Segundo nossos nobres juízes, nunca votados por ninguém, sim, a esquerda pode sim ser excluída. Tem poucos votos e é, segundo os nobres não votados juízes, pouco representativa, logo pode ser alvo de medidas antidemocráticas que tornem ainda mais difícil mostrar suas ideias e, portanto, de ser votada. Como várias vezes os ministros argumentaram, para eles o problema do país é o pluri-partidarismo. Sim, isso mesmo aos nobres senhores sem voto: o problema é que existe pluralidade de agremiações partidárias. Talvez anseiem um modelo bipartidário como o ianque ou mesmo algum modelo pátrio pretérito como o da Arena e MDB.

A classe dominante brasileira faz de suas instituições uma imagem e semelhança de sua decadência e podridão, sempre e cada vez mais temerosa das massas e sua participação na política. Fazem uma “democracia”, que não é só uma democracia dos subornos de Lava Jatos e Merendões, mas de impedimento a qualquer igualdade de condições nos pleitos supostamente democráticos, para tentar impedir que surja alguma alternativa à esquerda em meio à crise.

Um dos grandes modelos pretéritos para o que se convencionou chamar de democracias modernas foi preconizado por um nobre francês elogioso dos EUA, Alexis de Tocqueville. Ele dizia (com diversas falsificações, é fato, lá nos idos de 1835) que aquele país exibia “igualdade de condições” a seus cidadãos (os escravos pouco lhe importava) e que adotava “soluções aristocráticas para males democráticos” ao colocar um aristocrático Senado a conter “excessos” populares da Câmara. Aquelas afirmações, cheias de falsidades no século XIX, são uma completa piada em um país como o nosso onde os trabalhadores são praticamente proibidos de formar um novo partido, e se o conseguirem terão democráticos 5 segundos de tempo de televisão. Para os problemas oligárquicos de uma casta política cheia de supersalários, benefícios, auxílios gravata, paletó, e mil coisitas mais, legais e corruptas, adotam uma saída ainda mais oligárquica para seus males oligárquicos.

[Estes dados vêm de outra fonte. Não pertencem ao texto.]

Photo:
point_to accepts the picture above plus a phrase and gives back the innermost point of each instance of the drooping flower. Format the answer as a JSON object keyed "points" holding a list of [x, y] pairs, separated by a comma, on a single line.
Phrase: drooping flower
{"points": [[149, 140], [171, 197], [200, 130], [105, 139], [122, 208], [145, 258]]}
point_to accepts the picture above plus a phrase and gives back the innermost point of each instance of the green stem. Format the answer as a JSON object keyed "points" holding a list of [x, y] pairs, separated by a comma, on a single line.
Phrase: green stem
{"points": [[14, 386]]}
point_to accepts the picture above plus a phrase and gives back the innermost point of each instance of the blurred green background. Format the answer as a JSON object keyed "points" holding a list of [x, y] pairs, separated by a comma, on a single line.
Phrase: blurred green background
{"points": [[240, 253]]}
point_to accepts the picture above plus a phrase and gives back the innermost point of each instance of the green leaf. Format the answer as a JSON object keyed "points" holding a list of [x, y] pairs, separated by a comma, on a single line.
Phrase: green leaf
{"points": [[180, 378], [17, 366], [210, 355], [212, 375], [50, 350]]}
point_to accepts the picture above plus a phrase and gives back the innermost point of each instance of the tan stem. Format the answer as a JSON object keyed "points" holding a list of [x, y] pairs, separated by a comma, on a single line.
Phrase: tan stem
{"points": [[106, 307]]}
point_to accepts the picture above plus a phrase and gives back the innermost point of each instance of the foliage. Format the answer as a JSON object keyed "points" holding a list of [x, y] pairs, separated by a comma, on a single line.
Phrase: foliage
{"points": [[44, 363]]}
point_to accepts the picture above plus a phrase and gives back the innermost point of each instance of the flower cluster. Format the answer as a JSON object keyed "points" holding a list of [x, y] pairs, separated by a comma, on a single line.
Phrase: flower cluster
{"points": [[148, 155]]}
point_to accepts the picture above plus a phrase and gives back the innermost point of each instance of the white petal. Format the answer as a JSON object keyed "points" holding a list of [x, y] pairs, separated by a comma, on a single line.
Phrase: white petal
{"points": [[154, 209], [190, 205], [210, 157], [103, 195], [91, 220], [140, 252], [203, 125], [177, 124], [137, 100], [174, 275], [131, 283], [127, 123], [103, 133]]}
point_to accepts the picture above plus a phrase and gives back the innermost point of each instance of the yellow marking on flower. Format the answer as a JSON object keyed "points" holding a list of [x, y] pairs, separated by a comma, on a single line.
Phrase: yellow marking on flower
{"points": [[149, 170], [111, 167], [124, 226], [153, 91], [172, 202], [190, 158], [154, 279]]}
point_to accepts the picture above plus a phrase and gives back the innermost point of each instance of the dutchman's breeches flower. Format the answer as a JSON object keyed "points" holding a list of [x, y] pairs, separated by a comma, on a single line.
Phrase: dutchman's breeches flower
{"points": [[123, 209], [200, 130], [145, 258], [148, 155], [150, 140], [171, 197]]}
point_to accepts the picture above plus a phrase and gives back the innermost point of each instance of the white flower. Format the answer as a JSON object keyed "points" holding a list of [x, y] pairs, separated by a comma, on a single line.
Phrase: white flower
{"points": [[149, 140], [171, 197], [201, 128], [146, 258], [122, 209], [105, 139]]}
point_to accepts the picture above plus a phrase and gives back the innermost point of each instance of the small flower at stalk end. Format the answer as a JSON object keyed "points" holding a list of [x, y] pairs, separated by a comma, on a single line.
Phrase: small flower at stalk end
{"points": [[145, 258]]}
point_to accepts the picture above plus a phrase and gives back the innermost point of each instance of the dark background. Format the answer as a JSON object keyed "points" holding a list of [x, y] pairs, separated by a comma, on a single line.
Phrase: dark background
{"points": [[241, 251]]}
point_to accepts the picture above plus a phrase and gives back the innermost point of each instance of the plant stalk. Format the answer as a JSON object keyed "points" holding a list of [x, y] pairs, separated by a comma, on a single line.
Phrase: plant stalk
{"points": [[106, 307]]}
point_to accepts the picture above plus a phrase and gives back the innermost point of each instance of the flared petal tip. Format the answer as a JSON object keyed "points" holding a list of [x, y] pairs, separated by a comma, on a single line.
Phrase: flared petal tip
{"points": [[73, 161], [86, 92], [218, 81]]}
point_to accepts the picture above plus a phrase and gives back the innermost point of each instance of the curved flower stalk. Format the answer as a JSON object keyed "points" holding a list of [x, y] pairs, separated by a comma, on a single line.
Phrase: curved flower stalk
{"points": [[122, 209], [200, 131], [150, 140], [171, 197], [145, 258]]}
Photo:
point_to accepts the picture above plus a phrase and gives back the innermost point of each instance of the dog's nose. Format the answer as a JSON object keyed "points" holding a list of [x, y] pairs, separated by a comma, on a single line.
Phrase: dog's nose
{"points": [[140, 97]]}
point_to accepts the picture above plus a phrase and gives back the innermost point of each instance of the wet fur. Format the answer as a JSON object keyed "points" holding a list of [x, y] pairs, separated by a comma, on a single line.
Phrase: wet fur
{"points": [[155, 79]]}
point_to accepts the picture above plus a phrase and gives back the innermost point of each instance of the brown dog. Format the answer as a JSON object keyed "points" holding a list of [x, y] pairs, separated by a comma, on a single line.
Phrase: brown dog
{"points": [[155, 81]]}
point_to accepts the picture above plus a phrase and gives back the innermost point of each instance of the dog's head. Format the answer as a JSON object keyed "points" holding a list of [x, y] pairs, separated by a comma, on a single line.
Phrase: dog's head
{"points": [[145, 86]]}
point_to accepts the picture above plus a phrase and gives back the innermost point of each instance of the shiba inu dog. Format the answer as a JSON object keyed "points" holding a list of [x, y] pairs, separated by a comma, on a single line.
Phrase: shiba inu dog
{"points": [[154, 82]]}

Aqueles que não tem voto, ou seja são a própria definição de oligarquia, o “governo de poucos”, como é um super-poderoso, arbitrário e não votado STF, a determinar quem pode e quem não pode ter acesso a tempo de TV, aos debates.

Vitoriosos em sua empreitada de excluir e fechar portas à esquerda, a oligarquia ri na noite de hoje. Sua vitória pode, no longo prazo, lhe custar uma ainda maior crise de representatividade.